Officiellement closes, les recrutements se déroulent sous le boisseau.
La corruption dans notre pays est devenue flagrante au point où elle touche même les secteurs les plus sensibles à savoir l’éducation. D’importants réseaux de corruption ont vu le jour dans nos écoles. On constate donc et avec regret, qu’à la rentrée scolaire, alors que les parents passent des nuits blanches et se sacrifient pour trouver écoles et fournitures à leur enfants, de nombreux proviseurs et même d’autres hauts cadres de l’administration scolaire se lèchent les babines ; c’est leur période de « vache grasse ».
Tristes réalités
Parlant de corruption en milieu scolaire, l’on constate qu’elle se situe à deux niveaux, à savoir : celui des recrutements et celui des affectations et nominations.
Au niveau des recrutements dans les lycées, c’est une grosse affaire qui s’avère payante pour les proviseurs et leurs hommes de main. Sur plusieurs tableaux d’annonce dans certains lycées, on peut lire « Recrutements terminés ».Ce qui n’est guère le cas. Officiellement terminés, les recrutements continuent de se faire de manière officieuse .On assiste même à la création des comités de recrutement, gérés et contrôlés par des individus dénommés « Hommes du proviseur ». Ils servent d’interface entre les parents d’élèves et le chef d’établissement qui reste invisible dans cette opération. Il est très difficile en cette période de rencontrer le proviseur en personne. Mais, le comité de recrutement agit en son nom ; et les pourboires varient en fonction de la classe dans laquelle vous voulez inscrire votre enfant. Tout ceci s’apparente à une contrebande d’autant plus qu’on se rappelle de la note du ministre de l’Education nationale de l’époque, le Pr Joseph Owona interdisant tout recrutement dans les lycées et fixant comme unique condition d’entrée, la réussite au concours d’entrée.
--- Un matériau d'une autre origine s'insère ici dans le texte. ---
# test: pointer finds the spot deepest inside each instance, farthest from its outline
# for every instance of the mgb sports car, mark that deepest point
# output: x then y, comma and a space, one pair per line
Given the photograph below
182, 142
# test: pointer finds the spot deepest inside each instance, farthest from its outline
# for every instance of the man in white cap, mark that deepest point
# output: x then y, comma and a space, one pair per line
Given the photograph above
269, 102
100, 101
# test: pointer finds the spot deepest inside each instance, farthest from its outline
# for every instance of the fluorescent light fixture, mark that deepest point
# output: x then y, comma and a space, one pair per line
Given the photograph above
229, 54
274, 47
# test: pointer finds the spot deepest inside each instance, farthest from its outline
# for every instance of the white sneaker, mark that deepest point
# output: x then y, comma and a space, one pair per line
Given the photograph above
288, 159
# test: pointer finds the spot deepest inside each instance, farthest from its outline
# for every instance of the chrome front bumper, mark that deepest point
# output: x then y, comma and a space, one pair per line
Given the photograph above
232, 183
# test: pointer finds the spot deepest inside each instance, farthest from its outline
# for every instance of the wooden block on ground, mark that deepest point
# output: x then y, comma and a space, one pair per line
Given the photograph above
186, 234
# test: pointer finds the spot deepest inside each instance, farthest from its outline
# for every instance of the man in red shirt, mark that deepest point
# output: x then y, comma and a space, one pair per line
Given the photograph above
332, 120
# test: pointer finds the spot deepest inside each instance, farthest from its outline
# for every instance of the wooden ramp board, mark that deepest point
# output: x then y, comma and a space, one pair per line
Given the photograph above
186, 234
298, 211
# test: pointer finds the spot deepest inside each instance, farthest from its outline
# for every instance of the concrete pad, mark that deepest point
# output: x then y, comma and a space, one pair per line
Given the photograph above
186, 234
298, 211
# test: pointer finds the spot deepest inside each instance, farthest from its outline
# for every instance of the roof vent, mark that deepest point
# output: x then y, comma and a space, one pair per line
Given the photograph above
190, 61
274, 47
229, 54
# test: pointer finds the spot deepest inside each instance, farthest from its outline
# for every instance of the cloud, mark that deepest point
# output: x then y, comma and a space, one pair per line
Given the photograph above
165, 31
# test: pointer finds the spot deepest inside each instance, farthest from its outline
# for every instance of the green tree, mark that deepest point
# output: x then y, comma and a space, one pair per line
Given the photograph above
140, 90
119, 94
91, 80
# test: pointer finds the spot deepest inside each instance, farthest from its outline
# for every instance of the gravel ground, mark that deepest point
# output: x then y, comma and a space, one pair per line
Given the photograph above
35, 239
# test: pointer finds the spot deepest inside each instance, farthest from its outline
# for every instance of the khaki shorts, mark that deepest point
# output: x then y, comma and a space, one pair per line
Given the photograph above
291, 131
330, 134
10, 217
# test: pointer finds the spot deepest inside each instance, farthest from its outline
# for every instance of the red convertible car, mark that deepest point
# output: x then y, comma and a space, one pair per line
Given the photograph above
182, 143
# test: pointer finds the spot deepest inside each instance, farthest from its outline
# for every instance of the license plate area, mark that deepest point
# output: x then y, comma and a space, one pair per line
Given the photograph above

Hors, si l’on effectue des contrôles dans plusieurs lycées de la place à l’heure qu’il est est, on verra de nombreux élèves en 6ème et dont les noms ne figurent pas sur la liste des admis au concours d’entrée dans cette classe .Comment sont-ils entrés ? Allez donc savoir…
Face à cette situation, on a l’impression d’être impuissant d’autant plus que ce fléau s’avère encré dans les mœurs camerounaises. Mais étant donné la sensibilité de l’éducation et son importance pour le développement du pays, il devient impératif pour les pouvoirs publics de frapper à la juste mesure, les responsables d’actes aussi odieux qui ternissent l’image de notre pays ; quitte même à apercevoir l’ombre de l’épervier.